Mitt Romney’s campaign is based on the wholesale deception of voters. ~John McCain

This has been, and remains, the crux of the problem with Romney.  Of course, McCain can be charged with deception every time he denies that “comprehensive immigration reform” is amnesty, and the same criticism can be leveled at the other candidates who have suddenly discovered the importance of border security, but with Romney it has always been on an entirely different scale.  It is conceivable that Romney could have legitimately changed his mind on one or two questions, but there have been so many changes (or evolutions, if you prefer) in such a short span of time that depart so radically from the core assumptions of what the man publicly claimed to believe earlier that he simply cannot be trusted.  Where he once would not dare “impose” his values on others in matters of life and sexuality (his dear, departed relative had once been pivotal in his views on abortion, but her fate ceased to bother him when the White House beckoned), he suddenly discerned that it was essential that he do so.  The awakening of his moral conscience occurred in direct relationship to the approach of the 2008 campaign season.  That in itself might not be so bad, were it the only instance of Romney’s re-invention.  Where he once derided the idea of deportation and accepted McCain’s immigration legislation as an acceptable alternative, he has since adopted the pose of a restrictionist true believer.  The man who brought you government-mandated health insurance enforced by the assessment of penalties is the one who now casts himself as more Reaganite than Reagan…all the while promising subsidies to weakened industries.  The proponent of federal gun control laws discovered his inner varmint-slayer.  You assume there will be a certain degree of opportunism and shifting in an election.  To some extent, that is how elections hold politicians more accountable to what voters want to see in government.  But for someone who has gone through a complete political metamorphosis to then adopt the pose of the righteous enforcer of True Conservatism and to accuse his opponents of being willing to say anything to get elected simply amazes me.  What amazes me still more is the willingness of so many people, who can see perfectly clearly the dishonesty of the entire thing, to go along with it. 

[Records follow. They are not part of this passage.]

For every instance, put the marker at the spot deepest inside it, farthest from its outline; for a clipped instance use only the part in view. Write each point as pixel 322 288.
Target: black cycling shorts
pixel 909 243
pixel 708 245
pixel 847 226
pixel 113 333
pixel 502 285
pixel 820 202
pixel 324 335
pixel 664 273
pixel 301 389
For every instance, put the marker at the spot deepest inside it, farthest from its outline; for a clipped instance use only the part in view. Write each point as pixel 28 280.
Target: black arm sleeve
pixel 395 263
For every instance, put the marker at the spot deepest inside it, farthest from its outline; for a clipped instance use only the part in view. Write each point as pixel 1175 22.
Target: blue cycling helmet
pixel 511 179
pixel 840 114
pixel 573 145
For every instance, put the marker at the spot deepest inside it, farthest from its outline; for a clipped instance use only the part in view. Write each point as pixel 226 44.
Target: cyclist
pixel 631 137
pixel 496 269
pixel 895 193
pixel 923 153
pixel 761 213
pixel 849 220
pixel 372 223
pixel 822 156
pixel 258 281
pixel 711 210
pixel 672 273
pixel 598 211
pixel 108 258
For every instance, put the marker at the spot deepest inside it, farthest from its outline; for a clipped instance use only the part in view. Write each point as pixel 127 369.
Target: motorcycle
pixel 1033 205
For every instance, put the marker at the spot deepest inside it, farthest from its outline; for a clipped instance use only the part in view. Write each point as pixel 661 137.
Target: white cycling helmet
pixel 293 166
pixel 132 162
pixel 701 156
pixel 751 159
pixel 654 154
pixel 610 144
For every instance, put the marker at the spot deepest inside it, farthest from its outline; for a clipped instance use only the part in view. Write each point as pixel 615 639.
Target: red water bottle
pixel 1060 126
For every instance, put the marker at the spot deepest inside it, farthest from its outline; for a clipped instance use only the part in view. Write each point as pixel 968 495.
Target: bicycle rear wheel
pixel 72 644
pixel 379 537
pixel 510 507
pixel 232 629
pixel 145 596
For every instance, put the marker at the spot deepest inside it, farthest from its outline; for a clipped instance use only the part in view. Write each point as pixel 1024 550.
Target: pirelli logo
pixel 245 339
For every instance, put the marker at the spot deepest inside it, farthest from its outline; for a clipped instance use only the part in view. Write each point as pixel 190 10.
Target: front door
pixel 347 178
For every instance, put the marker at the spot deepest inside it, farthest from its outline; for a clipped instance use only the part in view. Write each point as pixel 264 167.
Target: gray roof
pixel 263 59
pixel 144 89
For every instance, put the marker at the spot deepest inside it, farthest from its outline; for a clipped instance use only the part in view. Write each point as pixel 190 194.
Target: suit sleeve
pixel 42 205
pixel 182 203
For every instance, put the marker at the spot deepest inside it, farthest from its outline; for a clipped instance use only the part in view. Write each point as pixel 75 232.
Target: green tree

On an ascending scale of willful arrogance, there is gall, then there is chutzpah, and then there is whatever Romney is doing.  In fairness, no politician should ever receive very much trust, and what trust is bestowed should always be provisional and easily revoked, but even by the extremely low standards of a cynic who assumes all politicians are out to mislead and abuse the citizenry Romney is unacceptably deceptive.  Any past or present Bush supporter who now wants to complain about the rise of McCain should look first to the absolute fraud many of them were willing to rally behind as the alternative to understand why their anti-McCain candidate did not succeed.  As wrong as McCain is on so many things, for which we anti-Bush conservatives were criticising him all along, the idea that you ought to hold McCain accountable for his deviations from the movement and party lines while embracing a man who had been, as of three years ago, far to McCain’s left on almost everything was and still is preposterous.  This is not about the relative purity of their conservatisms as such, but the ridiculous application of a purist standard for one and an absolutely accommodating, flexible standard for another, especially when the latter only rates as “more conservative” on account of this incredible metamorphosis.  This is one of the reasons why the concerted effort to rally anti-McCain forces has fallen short for the second straight week: the bulk of this effort has no intellectual or moral credibility when the rallying point is Romney’s campaign and the opponents of McCain are simultaneously some of the strongest supporters of George Bush.  Those who wish to label McCain a liar for his past and recent false statements, but who will pretend that Romney’s many new positions are proof of his true convictions, are the same kinds of people (in some cases, literally the same people) who embraced, legitimised and shilled for George Bush, the greatest liar of them all, for seven years.  They are right about McCain, but what they would offer in his place and what they have defended in the past throw into doubt their ability to discern conservative principle and their willingness to confront deception when it is politically disadvantageous for them.